Brazilian-born Linus Lerner, in his first year as music director, challenged the orchestra to learn his native Latin rhythms by playing Villa-Lobos. This proved surprisingly hard to do. We finally got it, but not until the week of the concert.
Turkish maestro Orhan Salliel, after guest-conducting SASO in the fall of 2012, wrote to us, "The time in Tucson I shared with you in SASO for me was so special. I felt the real love of music from the bottom of everyone's hearts. It was something I do not feel often—never, ever in the professional world anymore. Please keep it, save it, try to build everything from this power of love for music."
The first concert was Oct. 28, 1979, conducted by former University of Arizona music professor Henry Johnson, featuring Jonathan Kramer in a Boccherini cello concerto.
The largest event SASO has produced was Berlioz Te Deum, presented at the Tucson Community Center Music Hall with the Tucson Civic Orchestra, Tucson Masterworks Chorale, Tucson Arizona Boys Chorus and Pima College Singers.

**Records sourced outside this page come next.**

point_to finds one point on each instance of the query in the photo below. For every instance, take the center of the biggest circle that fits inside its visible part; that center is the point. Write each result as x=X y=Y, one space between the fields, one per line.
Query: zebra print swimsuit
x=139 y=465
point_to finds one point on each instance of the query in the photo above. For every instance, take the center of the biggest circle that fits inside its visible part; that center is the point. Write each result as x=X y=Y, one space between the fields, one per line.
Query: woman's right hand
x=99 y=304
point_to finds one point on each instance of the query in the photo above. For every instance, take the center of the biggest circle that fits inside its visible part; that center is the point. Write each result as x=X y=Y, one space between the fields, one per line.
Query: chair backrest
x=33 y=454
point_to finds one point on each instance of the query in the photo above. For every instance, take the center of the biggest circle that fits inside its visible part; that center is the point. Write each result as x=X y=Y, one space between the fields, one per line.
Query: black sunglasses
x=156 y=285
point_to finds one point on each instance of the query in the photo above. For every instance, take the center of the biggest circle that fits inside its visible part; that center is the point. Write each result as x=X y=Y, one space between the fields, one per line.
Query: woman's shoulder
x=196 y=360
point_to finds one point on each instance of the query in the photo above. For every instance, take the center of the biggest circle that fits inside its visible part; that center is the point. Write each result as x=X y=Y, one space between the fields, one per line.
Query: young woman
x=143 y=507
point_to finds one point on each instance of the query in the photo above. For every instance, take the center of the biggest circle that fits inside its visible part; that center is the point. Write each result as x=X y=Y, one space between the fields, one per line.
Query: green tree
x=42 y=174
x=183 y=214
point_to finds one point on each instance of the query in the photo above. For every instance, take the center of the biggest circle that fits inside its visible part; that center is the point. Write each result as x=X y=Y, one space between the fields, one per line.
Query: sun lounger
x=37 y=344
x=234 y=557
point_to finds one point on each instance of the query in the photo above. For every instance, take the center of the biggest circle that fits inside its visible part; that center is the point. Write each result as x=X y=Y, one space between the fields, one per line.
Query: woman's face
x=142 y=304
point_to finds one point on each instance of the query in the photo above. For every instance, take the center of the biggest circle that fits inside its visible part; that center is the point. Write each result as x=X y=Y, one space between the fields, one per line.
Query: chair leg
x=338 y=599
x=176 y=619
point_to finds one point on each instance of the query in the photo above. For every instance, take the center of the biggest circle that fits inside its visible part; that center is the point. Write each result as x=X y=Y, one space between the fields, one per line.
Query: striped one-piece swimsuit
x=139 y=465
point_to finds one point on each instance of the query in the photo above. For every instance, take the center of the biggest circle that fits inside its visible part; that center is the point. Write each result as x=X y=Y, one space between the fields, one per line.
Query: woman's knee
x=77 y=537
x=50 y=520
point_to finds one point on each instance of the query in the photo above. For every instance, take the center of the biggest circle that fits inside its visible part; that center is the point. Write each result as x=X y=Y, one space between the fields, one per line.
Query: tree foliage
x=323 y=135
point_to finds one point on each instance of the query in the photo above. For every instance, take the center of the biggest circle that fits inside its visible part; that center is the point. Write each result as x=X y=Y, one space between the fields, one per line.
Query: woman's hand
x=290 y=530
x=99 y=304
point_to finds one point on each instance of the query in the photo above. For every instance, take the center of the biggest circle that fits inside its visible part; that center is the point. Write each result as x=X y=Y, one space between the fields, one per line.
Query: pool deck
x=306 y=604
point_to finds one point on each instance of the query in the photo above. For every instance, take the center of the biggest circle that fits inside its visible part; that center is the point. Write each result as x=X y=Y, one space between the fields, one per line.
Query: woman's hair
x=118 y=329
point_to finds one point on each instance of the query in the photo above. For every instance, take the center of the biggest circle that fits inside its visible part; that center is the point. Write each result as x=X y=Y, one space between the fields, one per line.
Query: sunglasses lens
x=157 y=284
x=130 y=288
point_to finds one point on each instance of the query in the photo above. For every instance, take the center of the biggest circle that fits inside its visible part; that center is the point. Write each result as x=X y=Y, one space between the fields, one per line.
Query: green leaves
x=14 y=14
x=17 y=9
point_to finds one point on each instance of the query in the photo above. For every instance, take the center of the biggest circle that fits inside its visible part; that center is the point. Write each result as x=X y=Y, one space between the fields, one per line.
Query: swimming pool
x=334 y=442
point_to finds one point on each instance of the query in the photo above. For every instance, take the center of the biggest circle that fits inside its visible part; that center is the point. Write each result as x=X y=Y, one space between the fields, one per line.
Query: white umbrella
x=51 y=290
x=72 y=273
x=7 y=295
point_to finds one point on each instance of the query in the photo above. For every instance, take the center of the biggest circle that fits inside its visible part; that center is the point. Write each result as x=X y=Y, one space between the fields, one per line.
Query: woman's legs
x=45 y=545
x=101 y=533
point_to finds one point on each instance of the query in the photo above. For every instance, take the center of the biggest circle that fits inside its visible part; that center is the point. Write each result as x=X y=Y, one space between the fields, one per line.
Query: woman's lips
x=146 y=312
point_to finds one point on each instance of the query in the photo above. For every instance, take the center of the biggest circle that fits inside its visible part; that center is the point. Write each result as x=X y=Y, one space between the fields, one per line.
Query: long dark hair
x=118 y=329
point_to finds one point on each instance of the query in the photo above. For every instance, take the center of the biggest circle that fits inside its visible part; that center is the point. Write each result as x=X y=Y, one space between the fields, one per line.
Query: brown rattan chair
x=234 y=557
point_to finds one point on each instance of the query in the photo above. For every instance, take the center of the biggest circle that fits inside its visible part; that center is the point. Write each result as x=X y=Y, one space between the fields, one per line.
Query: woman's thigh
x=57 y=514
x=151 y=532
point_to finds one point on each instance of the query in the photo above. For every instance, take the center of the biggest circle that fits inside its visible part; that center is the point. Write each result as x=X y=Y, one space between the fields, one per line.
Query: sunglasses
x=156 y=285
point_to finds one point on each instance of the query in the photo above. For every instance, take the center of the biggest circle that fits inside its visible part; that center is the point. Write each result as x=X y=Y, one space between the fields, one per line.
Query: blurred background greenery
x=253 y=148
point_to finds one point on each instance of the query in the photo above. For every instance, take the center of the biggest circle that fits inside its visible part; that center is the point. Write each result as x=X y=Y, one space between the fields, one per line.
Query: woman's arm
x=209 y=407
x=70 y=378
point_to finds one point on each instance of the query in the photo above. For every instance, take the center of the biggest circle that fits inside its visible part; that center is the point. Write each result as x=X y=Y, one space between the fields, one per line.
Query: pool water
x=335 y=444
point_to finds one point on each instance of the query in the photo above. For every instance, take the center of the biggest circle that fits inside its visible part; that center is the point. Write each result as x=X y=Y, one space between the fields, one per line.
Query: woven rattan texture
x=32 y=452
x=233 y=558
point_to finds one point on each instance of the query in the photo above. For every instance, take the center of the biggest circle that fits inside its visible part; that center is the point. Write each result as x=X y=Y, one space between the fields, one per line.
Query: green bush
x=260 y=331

The most colorful performance was a Halloween concert in Nogales—a ghoulish event where the conductor was a clown and all the musicians were in costume.
In December 1995 SASO was the first to present a concert at SaddleBrooke. This was the brainstorm of concertmaster Sam Kreiling. The concert sold out, as did a four-concert series the following year. SASO has performed there ever since.